L’Import-export du désir

Le fait de monter à Paris, d’y plonger jusqu’au cou pour y tenter sa chance est un lieu-commun qu’on retrouve dans toute la littérature allant du 18e siècle à nos jours. Pour Sacha Guitry, être parisien, ce n’est pas être né à Paris, c’est y renaître. Naître à Paris, y passer tout le reste de sa vie, est une option possible mais dans les faits 78% des parisiens n’en sont pas natals. J’en parlerais dans un autre article mais la plupart des célèbres figures de “parisienne” sont d’anciennes provinciales, voire des étrangères. Mais c’est vrai, cette manière qu’on a de monter à Paris, d’y débarquer à l’aube de nos vies, nous les niçois, les bretons, les normands, les auvergnats, sans parler des explorateurs étrangers au pays, ça ressemble un peu à une rencontre, une conquête, un envol forcément, une ascension peut être, dans tous les cas : un pèlerinage existentiel. Mu par une énergie d’expansion qui va souvent de pair avec la jeunesse, on se projette en elle pour qu’elle accueille nos rêves.

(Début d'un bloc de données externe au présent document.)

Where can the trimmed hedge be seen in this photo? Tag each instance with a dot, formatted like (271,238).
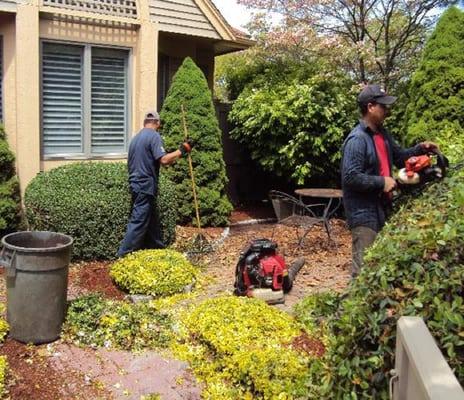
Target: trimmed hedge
(414,268)
(189,88)
(153,272)
(10,198)
(91,202)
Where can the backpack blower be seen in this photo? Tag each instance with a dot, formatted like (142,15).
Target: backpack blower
(262,273)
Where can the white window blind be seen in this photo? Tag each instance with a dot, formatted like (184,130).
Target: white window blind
(109,101)
(62,111)
(84,100)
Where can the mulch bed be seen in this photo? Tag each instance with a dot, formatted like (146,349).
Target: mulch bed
(326,268)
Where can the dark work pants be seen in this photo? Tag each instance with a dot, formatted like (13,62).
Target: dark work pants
(362,237)
(143,230)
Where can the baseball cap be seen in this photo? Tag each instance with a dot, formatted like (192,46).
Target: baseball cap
(375,94)
(152,115)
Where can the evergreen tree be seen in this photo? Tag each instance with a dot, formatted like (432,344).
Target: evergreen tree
(436,108)
(10,201)
(190,90)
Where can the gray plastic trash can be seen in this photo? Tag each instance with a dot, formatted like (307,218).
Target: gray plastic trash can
(36,265)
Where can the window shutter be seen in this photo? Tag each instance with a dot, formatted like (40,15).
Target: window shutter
(62,119)
(109,101)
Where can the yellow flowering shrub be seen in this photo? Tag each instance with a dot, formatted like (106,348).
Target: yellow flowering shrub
(3,372)
(154,272)
(242,348)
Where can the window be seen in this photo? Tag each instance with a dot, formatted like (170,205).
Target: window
(84,100)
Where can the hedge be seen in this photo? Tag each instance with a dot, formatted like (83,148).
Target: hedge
(91,202)
(414,268)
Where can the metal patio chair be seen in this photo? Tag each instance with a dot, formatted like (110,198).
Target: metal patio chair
(292,212)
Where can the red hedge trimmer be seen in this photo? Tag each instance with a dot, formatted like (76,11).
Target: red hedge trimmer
(419,171)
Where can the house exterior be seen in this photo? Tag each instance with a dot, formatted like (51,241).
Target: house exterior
(78,75)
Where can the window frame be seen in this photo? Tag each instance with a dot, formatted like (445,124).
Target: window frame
(87,102)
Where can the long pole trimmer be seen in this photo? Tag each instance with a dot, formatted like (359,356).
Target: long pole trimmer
(200,241)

C’est vrai pour toutes les villes, toutes les villes étudiantes, toutes les villes étrangères, toutes les belles et grandes métropoles qui nous appellent à elles. Les parisiens natifs, privés des charmes que confèrent l’exotisme, contraints de s’inventer un autre eldorado, s’initient généralement plus loin, ailleurs, en dehors du pays si les bourses le permettent. Partir, c’est un peu un passage obligé. Un rite initiatique, l’un des seuls qui perdure en Occident. Depuis le 16e siècle, ce voyage vers une contrée inconnue répond à deux motifs : parfaire son éducation, lorsqu’on est noble ou bourgeois, trouver du travail là ou il y en a, c’est à dire dans une ville, lorsqu’on ne l’est pas. Et pour partir, il a fallu d’abord rêvé. Entre le rêve et le départ, il y a tout un projet : devenir soi. La ville n’est pas seulement une attraction culturelle, c’est une expérience en plusieurs dimensions, un espace de confrontation à la réalité telle quelle, en temps réel, sous sa forme la plus dense et la plus aboutie.

Le luxe à toujours quelque chose à voir avec l’exotisme, ce truc qu’on ne connait pas et que donc, on fantasme en s’imaginant que c’est incomparablement plus charmant que tout ce qu’on connaît. C’est un peu le défi sur lequel s’est construit Paris : absorber ce qui se fait de meilleur, ailleurs, l’adopter, le lessiver, l’agrémenter à sa sauce au moyen d’une technologie érotique experte dans l’art d’apprivoiser tout ce qui fait rêver. Paris déniche, importe de la matière, brute et première, qu’elle transforme en un produit fini pour l’offrir en seconde main mais en grande pompe au monde. Prenons par exemple les grains des cafés et ce qu’elle en fait : rien de très original, et pourtant, sur la longueur, c’est l’exemple parfait de la “colonisation de l’imaginaire” telle que théorisée en 1988 par l’anthropologue Serge Gruzinski. C’est à dire d’abord l’apport d’une curiosité charmante, mais bientôt aussi des espaces de sociabilité, les cafés et les salons de thé pour venir siroter ces petites nouveautés dans la joie et la bonne humeur. Le café n’a aujourd’hui plus rien d’exotique, mais fait au contraire pleinement partie du folklore parisien, nourrissant toute son esthétique à l’aide de jolies filles attablées d’un air rêveur mais empreint aussi d’une certaine détermination intellectuelle devant un croissant et une boisson chaude.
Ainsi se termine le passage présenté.